The South Australia experience is noteworthy in a global power mix set to increasingly shift to renewable energy. South Australia retired its last coal plant in 2016 and is projected to have installed renewable energy capacity exceed its peak demand by 2020.
By 2025, wind, solar and battery costs will fall by 15%, 25% and 50% respectively.
By then, renewables and batteries could offer a lower cost alternative to combined-cycle gas turbineplants, which are commonly used to manage base load power generation in South Australia.
Meanwhile by 2035, renewables and batteries will provide a commercial solution for both base loads and peak loads. As a consequence, gas will increasingly be used just for emergency back-up.
Wood Mackenzie's Asia-Pacific power and renewables principal analyst, Bikal Pokharel said, "One determining factor is the rate with which battery charging costs declines. By 2025, we expect battery charging cost to decrease as off-peak prices will gradually be set by excess wind generation. Battery storage then becomes a potential solution for managing peak loads.
"Currently, South Australia's peak loads are managed by open-cycle gas turbine (OCGT) plants. But by 2025, battery storage would be cheaper than OCGTs in managing peak loads even at gas price of A$7/mmbtu. OCGTs would then be relegated as emergency back-ups."

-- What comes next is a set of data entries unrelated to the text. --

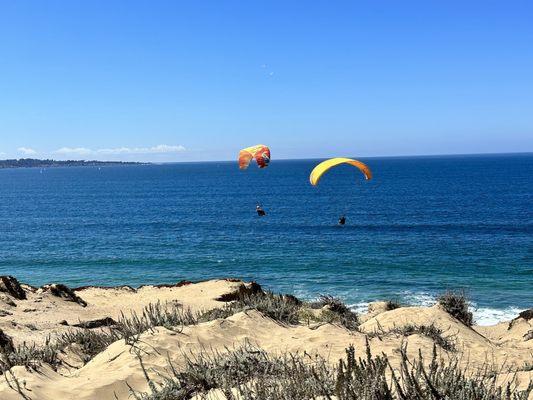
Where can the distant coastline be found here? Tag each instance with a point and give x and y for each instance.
(36, 163)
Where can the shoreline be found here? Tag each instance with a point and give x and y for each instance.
(84, 342)
(483, 316)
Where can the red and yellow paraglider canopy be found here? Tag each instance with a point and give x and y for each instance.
(260, 152)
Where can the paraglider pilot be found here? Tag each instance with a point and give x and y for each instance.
(260, 211)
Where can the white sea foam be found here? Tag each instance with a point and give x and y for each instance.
(483, 316)
(491, 316)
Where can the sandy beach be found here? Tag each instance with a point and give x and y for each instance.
(32, 317)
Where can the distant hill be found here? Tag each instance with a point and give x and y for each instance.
(35, 163)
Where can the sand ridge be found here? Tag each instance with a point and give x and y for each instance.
(105, 376)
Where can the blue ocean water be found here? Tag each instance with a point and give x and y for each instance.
(422, 225)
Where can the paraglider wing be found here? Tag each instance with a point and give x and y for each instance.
(324, 166)
(260, 152)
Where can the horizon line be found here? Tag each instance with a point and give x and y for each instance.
(284, 159)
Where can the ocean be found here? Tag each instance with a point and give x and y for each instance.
(421, 226)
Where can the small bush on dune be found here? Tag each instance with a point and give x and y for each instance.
(276, 306)
(392, 305)
(456, 304)
(250, 374)
(337, 311)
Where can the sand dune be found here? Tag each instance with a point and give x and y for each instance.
(43, 313)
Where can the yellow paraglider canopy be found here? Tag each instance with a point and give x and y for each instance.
(324, 166)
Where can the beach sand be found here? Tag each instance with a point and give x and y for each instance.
(49, 311)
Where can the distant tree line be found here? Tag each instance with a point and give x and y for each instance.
(35, 163)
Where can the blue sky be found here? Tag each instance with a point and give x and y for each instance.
(181, 81)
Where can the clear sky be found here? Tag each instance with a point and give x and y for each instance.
(198, 80)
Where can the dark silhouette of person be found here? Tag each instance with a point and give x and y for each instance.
(260, 211)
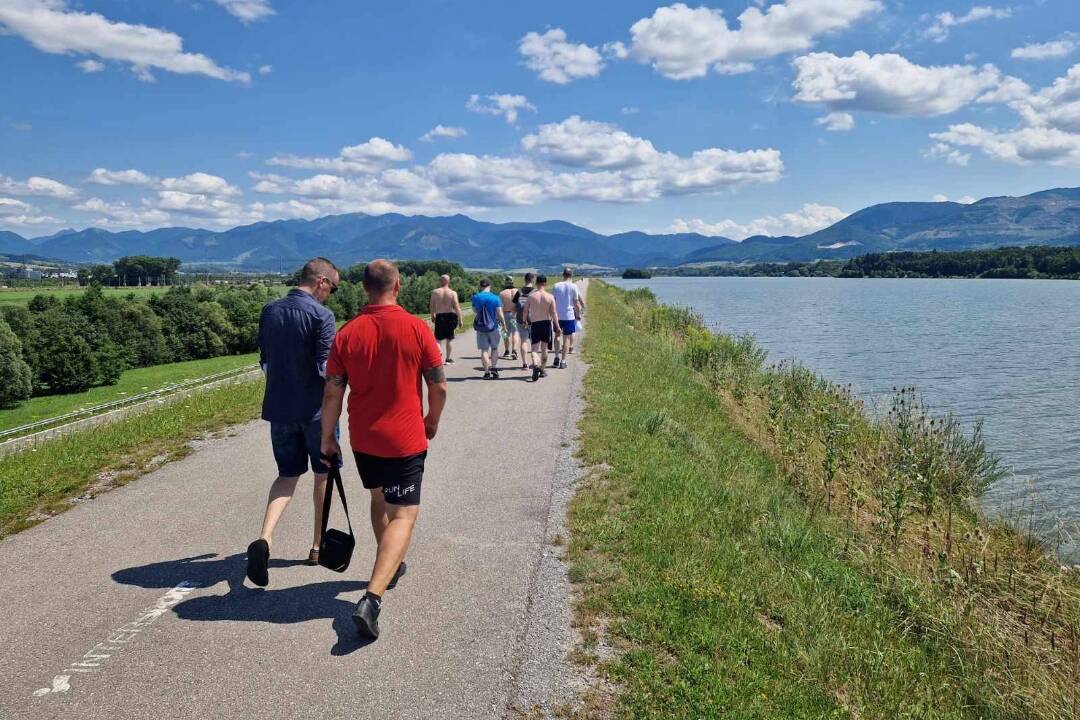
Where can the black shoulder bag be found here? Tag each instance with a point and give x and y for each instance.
(335, 551)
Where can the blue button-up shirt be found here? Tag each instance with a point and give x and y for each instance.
(295, 338)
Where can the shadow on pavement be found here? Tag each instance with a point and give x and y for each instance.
(285, 606)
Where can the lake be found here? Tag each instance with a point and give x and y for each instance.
(1007, 351)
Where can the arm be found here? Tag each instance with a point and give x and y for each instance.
(333, 397)
(436, 399)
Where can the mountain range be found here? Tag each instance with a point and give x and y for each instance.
(1051, 217)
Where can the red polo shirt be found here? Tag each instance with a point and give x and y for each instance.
(385, 350)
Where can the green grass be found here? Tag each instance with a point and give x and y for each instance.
(132, 382)
(723, 593)
(38, 483)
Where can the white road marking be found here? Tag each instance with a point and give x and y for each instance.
(118, 637)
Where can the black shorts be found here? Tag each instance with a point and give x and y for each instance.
(540, 331)
(399, 477)
(445, 324)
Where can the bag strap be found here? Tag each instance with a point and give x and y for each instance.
(335, 478)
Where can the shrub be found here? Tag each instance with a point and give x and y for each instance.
(15, 379)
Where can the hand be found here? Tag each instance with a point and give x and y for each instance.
(430, 426)
(329, 448)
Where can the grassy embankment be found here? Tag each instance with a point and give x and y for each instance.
(41, 481)
(753, 546)
(132, 382)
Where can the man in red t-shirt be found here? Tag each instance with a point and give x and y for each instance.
(381, 355)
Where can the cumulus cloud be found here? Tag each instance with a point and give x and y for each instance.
(53, 27)
(103, 176)
(683, 42)
(943, 23)
(556, 59)
(810, 218)
(368, 157)
(41, 187)
(1043, 51)
(891, 84)
(508, 106)
(1049, 128)
(443, 131)
(247, 11)
(572, 160)
(836, 122)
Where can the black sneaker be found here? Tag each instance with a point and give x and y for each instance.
(258, 559)
(397, 575)
(366, 617)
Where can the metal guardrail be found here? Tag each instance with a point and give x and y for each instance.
(83, 413)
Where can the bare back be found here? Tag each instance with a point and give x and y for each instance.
(444, 300)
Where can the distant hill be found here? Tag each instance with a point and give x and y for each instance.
(1051, 217)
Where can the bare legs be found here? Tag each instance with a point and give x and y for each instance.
(393, 530)
(281, 493)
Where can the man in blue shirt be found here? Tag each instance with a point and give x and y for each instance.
(295, 338)
(487, 322)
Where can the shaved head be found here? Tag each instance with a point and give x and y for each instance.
(380, 276)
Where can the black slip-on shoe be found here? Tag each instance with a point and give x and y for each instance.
(402, 569)
(366, 619)
(258, 559)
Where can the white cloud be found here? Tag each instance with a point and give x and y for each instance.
(1043, 51)
(41, 187)
(443, 131)
(201, 184)
(680, 42)
(583, 143)
(12, 206)
(557, 60)
(103, 176)
(949, 154)
(810, 218)
(122, 214)
(52, 27)
(1049, 128)
(368, 157)
(508, 106)
(836, 122)
(247, 11)
(890, 83)
(608, 165)
(945, 22)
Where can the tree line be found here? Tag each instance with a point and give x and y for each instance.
(1031, 262)
(53, 345)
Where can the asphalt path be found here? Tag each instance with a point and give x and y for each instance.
(134, 605)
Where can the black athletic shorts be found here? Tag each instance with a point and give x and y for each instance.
(399, 477)
(540, 331)
(445, 324)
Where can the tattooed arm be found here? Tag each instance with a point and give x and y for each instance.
(333, 397)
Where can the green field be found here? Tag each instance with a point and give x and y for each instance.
(721, 591)
(132, 382)
(22, 296)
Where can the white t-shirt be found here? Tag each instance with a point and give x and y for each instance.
(566, 298)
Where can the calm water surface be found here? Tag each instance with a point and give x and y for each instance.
(1004, 351)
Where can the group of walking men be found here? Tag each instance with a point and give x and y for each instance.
(527, 322)
(385, 356)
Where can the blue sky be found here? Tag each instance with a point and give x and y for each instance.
(731, 118)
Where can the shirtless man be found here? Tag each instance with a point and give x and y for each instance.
(543, 325)
(511, 342)
(445, 314)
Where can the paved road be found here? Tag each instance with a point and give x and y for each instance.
(138, 596)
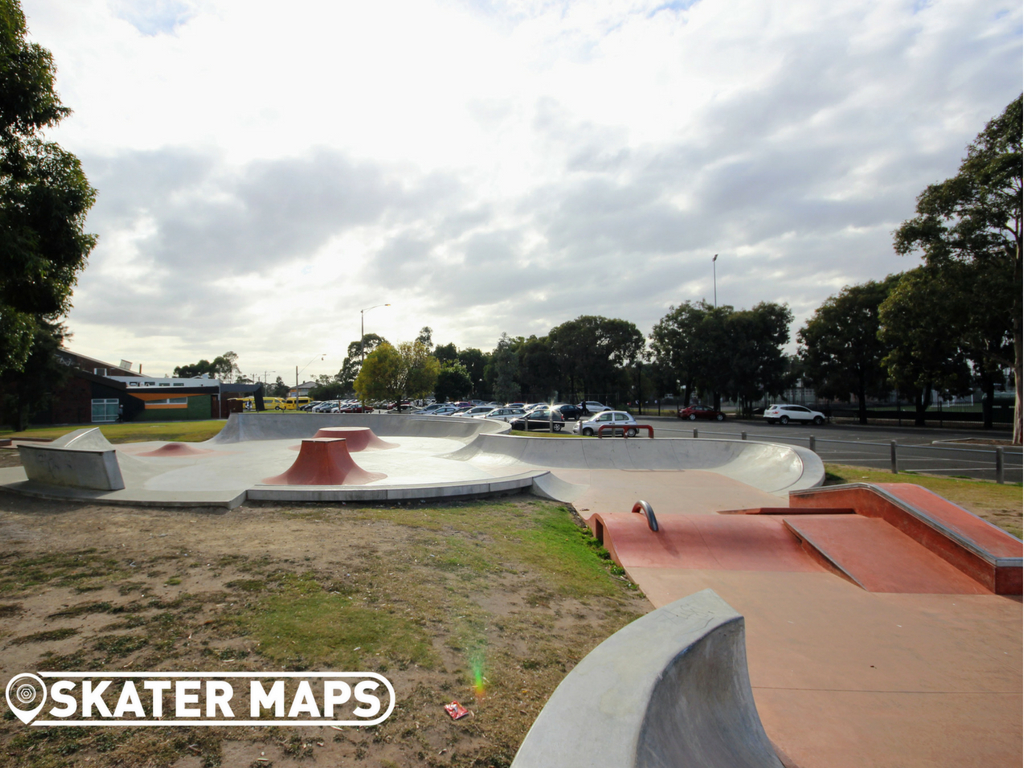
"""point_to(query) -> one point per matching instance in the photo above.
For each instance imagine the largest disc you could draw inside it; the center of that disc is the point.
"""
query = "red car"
(356, 409)
(692, 413)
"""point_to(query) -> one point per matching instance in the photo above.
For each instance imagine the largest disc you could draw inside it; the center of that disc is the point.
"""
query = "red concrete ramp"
(359, 438)
(324, 461)
(985, 553)
(701, 542)
(878, 557)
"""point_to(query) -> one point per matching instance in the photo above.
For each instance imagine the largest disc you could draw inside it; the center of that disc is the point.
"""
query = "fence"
(996, 463)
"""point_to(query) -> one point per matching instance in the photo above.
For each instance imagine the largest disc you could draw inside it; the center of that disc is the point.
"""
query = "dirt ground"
(509, 596)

Wood Mackenzie estimates that 400MW/ 1,600 MWh of battery storage will be sufficient to handle the highest peaking residual demand in 2025. This storage asset will be unlike the 100MW/ 129 MWh Tesla Hornsdale facility which is designed to meet energy security needs.
If all committed and planned renewables projects progress, renewables are expected to be double the capacity today by 2025. This would mean that 67% of South Australia's power capacity would be renewables. Gas demand in the power sector will then decline by 70%.
However, wind and solar energy are well-known for their intermittent nature. A robust power system needs to consider back-up generation and a supporting ancillary system, as South Australia experienced through a series of power failures in recent years. For now, gas will remain important in ensuring uninterrupted power supply.
"For gas to integrate renewables' intermittency, there needs to be more flexible gas contracts, on an hourly, monthly and annual basis. 'Capacity payments' or the introduction of 'must-run units² ' will be needed to ensure sustainability of gas-fired power plants. If gas contracts can't meet the flexibility required for this, South Australia might need to look at alternative fuels, such as diesel, for back-up power generation," says Pokharel.
"It is also worth noting that renewables built to date have been uneconomic without subsidies, and cost reduction trend will have to continue before they can compete," says Pokharel.
"If current cost trends continue, 2025 could very well see renewables and batteries overtake rival generating alternatives in dominating South Australia's power system, and the region could become a leading case study on managing a power system in transition for other mature markets to follow," concludes Pokharel.
1 Capacity payments refer to the payment received by generation facilities in exchange for making electrical capacity available.
² Must-run units are generation facilities that are deemed necessary for operation to maintain the security of power systems. In competitive markets, steady income from such units (and hence less volatile fuel supply as in South Australia) incentivise generating companies to prolong participation in the market.